Trumps Ankündigung, den Krieg in der Ukraine “innerhalb von 24 Stunden” beenden zu können, ohne zu erklären, wie er das erreichen will, gehört zu den größten Risiken für die Ukrainer. Zuletzt hatte die “Financial Times” unter Berufung auf dessen Umfeld berichtet, Trump schwebe ein “Einfrieren” des Konflikts entlang der jetzigen Frontlinie vor. Und beunruhigend für die Ukrainer ist das offenbar enge Verhältnis Trumps zum russischen Präsidenten Wladimir Putin: US-amerikanische Medien hatten zuletzt berichtet, Trump habe seit seiner Abwahl 2019 siebenmal privat mit Putin telefoniert.

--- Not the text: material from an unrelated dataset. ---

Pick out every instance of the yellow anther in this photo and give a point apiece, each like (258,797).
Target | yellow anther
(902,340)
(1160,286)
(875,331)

Ihor, ein Soldat, der seit der ersten Kriegswoche gegen die russischen Invasoren kämpft und gerade wieder im Auto zum Einsatz im Osten unterwegs ist, sagte dem stern: “Der sehr verehrte Herr Biden redet mehr als er tut, und wir haben ihn schon satt. Aber Trump ist halt ein Verrückter. Deshalb muss man fürchten, dass er unüberlegte Dinge tut. Aber wir und ich ganz besonders freuen uns, dass sich schneller entscheidet, wie dieser Krieg ausgeht. Trump wird sich kategorisch entscheiden, entweder zu unseren Gunsten oder eben nicht.”